Railways played a role naming places

The role of the railways in naming Canadian communities cannot be downplayed. Steam-powered locomotives needed frequent stops so water and fuel could be on-loaded. Rail workers named many such places.
Then, as the west became settled, stations were established at 10-kilometre (six-mile) intervals, 10 kilometres there and back being considered an adequate daily journey for horses. Such stops were usually named by railroaders.
Train workers often called stations after themselves, their wives, their home towns in another country, or for some original settler. In fact, such stations were frequently set up on that settler’s land.
Fulton, a former CNR stop near Portage la Prairie, was named for an early settler. Caddy Lake is named after a CPR construction engineer. Cowan (near Swan River) takes its name from a contractor who helped build the area’s rail line. Fort Whyte is called after a CPR vice-president. Garland (near Dauphin) is named for a railway superintendent’s wife.

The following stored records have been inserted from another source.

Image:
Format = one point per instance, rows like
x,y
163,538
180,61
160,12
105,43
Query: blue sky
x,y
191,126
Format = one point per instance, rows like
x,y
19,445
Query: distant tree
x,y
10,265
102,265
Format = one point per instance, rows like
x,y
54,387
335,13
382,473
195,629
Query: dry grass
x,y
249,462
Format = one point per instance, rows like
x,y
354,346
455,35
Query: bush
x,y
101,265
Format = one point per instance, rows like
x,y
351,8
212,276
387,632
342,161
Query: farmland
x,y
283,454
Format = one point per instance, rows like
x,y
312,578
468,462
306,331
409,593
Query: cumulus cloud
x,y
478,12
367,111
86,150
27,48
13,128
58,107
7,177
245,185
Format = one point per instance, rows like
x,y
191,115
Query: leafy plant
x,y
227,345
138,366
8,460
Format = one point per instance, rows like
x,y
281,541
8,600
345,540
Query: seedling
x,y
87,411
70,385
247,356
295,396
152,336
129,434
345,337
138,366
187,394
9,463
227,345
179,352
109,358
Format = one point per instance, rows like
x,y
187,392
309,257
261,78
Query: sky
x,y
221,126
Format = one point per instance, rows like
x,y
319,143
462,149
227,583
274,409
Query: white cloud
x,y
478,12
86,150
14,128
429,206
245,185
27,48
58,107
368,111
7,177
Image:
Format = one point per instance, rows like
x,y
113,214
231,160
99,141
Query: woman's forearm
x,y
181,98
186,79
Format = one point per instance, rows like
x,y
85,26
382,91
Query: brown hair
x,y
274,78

Lavenham (near Portage la Prairie) honours a village in Suffolk, England.
Winnipeg, not named by the railway, is Manitoba’s capital only because the CPR crossed the river here rather than at Selkirk.
Current events were influential in all this naming. Mafeking, Baden, and Powell, three communities that lie in sequence on the CNR line north of Swan River, are perfect examples. All three were named in 1901 during the Boer War. Colonel Robert Baden-Powell, founder of the Boy Scouts, was an esteemed war hero known as, “The Hero of Mafeking,” because he defended Mafeking, South Africa, the target of a 217-day siege.

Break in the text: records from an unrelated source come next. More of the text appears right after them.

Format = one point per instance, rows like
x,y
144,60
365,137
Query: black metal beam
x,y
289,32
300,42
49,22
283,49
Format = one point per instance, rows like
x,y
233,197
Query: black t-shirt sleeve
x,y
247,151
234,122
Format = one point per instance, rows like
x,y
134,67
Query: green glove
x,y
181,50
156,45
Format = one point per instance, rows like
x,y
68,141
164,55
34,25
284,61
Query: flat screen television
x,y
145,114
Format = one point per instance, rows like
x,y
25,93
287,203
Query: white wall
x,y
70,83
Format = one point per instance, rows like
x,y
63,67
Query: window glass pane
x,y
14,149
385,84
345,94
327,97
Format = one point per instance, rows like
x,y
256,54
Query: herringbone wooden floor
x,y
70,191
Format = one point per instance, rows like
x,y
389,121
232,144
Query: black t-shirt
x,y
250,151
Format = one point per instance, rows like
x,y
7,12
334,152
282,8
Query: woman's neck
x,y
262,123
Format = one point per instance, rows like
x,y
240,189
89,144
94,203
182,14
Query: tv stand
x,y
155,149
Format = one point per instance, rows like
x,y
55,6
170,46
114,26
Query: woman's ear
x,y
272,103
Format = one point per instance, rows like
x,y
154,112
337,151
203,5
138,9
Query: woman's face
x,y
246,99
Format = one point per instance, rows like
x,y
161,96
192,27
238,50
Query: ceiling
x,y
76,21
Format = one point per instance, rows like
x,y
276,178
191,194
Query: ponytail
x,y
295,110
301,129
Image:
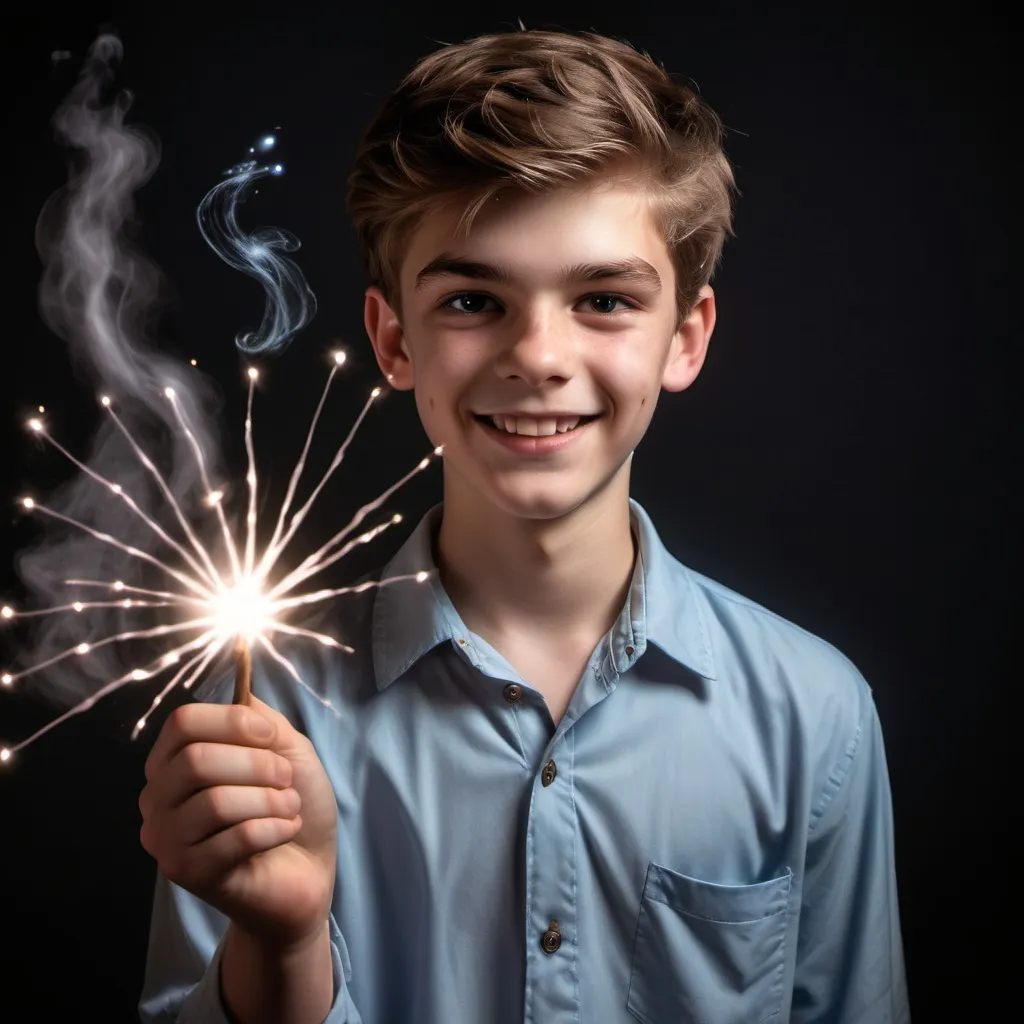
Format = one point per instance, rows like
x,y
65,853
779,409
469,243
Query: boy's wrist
x,y
264,980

In Ontario, Berlin was re-christened Kitchener via order-in-council during the First World War. This New-world Berlin was settled by Germans and became the focus of anti-German activism even though most residents were probably not pro-German.
Again, in 1996, during the Cold War, Ontario’s Stalin Township underwent a name change to become Hansen Township by legislative edict. It now commemorates Canada’s “Man-in-Motion,” Rick Hansen.
Let’s get back to railways.
Just as in England, some station names were simple descriptions of surroundings, or they noted phenomena peculiar to the locale, for example, Big Grass Marsh near Neepawa. Canoe Lake got its name because of its shape. Elkhorn is so named because a CPR survey crew working in the vicinity found a big rack of elk antlers there.
Post offices were established at rail stops and, in many cases, communities wound up adopting the postmaster’s name even though Post office names had to be ratified by Ottawa. In Manitoba, the towns of Hartney, Hodgson and Roland are examples of towns named for their first postmasters. 
Of course, not every location the train stopped at was named by a railroader. Many places where stations were set up already had names and both the CNR and CPR accepted these. Nevertheless, Canada’s railways had a huge influence in the naming of places, especially in the West.
(Sources for all place-name articles: Geographical Names of Manitoba, Wheatfields and Wildflowers, The Canadian Encyclopedia, Rand McNally Road Atlas, provincial tourism departments, Department of Aboriginal Affairs and Northern Development Canada, Oxford Companion to the English Language.)